Gaze upon my works! Etc

Gaze upon my works! Etc

Towards the end of the first week, I shared a few of my own films at the film festival in the center of town. At first, it seemed a little odd to show a film about the loss of the night sky in a country grappling with the loss of its very borderlands, but I was buoyed by the audience’s response. We talked about the ways in which reconnection to the natural world - whether through wilderness, wildlife, or the intangible beauty of the starry sky - restores a sense of perspective that can be elusive in wartime. I was reminded of a visit to Sarajevo some years back, when I watched the transit of Venus through cheap portable telescopes with local astronomers who had seen their own observatory reduced to rubble in the opening salvos of the conflict there. For me, the stars are a reminder of why we fight to keep civilization afloat: for the sake of art and science, those two boundary-pushing expressions of humanity at its best. 

If you visit the old Soviet planetarium in Kharkiv, you see this above the ticket kiosk.

If you visit the old Soviet planetarium in Kharkiv, you see this above the ticket kiosk.
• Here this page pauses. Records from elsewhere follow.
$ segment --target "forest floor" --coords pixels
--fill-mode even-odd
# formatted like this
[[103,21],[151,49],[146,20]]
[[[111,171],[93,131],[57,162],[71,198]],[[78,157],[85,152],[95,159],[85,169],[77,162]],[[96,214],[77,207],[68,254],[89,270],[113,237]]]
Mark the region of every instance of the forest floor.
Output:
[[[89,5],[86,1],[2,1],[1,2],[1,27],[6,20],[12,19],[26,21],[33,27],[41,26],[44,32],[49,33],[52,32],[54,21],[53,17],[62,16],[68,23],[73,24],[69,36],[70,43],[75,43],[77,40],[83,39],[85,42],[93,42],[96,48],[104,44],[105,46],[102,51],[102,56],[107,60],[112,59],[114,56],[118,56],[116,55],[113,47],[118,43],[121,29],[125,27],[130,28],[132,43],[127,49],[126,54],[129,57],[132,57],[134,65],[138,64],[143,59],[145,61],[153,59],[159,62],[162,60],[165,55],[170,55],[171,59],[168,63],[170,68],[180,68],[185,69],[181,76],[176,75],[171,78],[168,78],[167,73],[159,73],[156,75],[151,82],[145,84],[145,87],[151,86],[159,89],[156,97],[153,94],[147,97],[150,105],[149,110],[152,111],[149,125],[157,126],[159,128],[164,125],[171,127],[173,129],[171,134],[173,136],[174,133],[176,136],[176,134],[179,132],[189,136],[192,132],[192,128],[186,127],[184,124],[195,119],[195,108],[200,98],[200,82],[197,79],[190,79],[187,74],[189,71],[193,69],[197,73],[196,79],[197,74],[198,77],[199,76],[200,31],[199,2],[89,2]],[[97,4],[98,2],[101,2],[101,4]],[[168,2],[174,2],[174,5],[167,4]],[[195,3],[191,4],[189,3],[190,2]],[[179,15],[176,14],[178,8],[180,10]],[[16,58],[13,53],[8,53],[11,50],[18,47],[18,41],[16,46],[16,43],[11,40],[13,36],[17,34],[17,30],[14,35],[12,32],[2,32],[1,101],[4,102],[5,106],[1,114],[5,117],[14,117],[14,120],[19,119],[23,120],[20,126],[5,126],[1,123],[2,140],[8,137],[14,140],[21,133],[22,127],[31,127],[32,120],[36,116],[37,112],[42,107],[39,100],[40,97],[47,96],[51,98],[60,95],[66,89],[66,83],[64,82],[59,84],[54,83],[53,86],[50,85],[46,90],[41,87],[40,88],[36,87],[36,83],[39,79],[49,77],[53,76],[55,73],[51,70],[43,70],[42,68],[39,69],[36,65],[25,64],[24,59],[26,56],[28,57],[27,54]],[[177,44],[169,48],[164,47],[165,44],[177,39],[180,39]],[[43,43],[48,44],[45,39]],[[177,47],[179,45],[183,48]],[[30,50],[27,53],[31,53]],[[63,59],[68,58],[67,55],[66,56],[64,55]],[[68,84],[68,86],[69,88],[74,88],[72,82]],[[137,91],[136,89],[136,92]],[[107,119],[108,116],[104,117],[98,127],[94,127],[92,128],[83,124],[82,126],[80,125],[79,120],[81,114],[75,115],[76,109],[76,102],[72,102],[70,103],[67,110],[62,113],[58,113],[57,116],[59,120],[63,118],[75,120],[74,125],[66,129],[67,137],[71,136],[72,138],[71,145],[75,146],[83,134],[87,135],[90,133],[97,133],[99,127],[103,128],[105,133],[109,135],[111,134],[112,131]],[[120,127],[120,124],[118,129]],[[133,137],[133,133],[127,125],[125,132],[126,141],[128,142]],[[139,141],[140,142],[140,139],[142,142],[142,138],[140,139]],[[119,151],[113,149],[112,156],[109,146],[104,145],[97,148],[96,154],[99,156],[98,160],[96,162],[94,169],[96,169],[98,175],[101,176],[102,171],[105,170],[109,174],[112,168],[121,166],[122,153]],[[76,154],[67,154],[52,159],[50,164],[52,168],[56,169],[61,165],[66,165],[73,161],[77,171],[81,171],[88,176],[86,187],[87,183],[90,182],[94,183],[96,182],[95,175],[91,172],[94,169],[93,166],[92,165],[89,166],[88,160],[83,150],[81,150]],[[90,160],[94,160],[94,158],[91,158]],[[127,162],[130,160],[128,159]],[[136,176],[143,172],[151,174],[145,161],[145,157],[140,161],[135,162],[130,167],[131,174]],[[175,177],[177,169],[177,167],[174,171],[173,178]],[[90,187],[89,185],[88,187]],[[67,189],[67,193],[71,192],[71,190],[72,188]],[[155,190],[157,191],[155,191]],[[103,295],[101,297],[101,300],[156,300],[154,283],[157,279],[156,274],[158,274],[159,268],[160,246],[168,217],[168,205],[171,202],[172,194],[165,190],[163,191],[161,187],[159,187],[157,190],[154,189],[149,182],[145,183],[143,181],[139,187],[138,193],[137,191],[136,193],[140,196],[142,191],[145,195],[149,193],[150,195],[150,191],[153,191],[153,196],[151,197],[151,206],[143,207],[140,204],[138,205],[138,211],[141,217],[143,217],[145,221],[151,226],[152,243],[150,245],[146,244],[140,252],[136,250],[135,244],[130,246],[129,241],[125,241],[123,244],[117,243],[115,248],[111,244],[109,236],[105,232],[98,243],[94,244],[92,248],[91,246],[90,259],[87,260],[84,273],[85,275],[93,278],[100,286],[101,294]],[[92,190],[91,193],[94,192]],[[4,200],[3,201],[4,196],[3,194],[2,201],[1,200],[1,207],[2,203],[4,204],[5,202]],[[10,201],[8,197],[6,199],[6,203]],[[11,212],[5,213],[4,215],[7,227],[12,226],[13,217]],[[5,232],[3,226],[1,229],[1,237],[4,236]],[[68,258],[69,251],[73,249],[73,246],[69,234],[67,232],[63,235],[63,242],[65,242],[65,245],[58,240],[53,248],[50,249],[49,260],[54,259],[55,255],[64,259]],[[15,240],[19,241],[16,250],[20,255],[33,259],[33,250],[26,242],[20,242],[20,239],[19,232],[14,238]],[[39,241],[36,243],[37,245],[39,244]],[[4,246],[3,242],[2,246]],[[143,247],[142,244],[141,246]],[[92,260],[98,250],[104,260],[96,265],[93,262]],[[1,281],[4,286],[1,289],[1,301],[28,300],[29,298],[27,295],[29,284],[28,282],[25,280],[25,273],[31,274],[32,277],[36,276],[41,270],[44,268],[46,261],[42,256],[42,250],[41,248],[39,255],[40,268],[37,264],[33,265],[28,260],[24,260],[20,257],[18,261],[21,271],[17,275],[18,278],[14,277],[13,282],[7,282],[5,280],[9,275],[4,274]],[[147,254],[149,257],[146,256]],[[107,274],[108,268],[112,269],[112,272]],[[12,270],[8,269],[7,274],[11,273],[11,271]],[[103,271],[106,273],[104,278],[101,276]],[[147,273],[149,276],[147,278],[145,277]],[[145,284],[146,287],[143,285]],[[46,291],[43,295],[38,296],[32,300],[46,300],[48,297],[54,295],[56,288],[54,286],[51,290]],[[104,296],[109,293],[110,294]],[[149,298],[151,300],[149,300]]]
To cap off the trip, we spent a few days in the eastern city of Kharkiv, which had see-sawed during the past year between pro-Russia and pro-Ukraine forces. As Ukraine finally asserted its grip, local metalworkers scaled the heights of the town’s central statue and severed Lenin’s ankles, toppling the 12 meter symbol of Soviet pride to cheers from thousands. By the time we arrived, all that remained were his shoes, into which someone had plunked a blue and yellow Ukrainian flag. We met more students, showed more films, lunched on sushi at a restaurant called “Favorite,” and appeared on a handful of television and radio talk shows. The city is closer to Russia, and was once envisioned as the capital of a new pro-Russian country split off from Ukraine. But walking the streets, there was no way to sense this. Young waitresses served espresso to men in trim grey suits; dreadlocked percussionists pounded djembes near public fountains; teenagers necked on park benches. 

One of the filmmakers we’d met in Kyiv, now serving as our interpreter in Kharkiv, his hometown, shared with us a new edit of his film, The War and the City. He’d intercut images of Kharkiv’s protests with footage of a hospital teeming with wounded soldiers. As one soldier put it, staring dazedly at the ceiling, “it’s hard to tell who’s fighting whom.” Flying out of the country the next morning, I looked down at the agrarian Ukrainian countryside and saw no borders, no smoldering ruins, just green as far as the eye could see.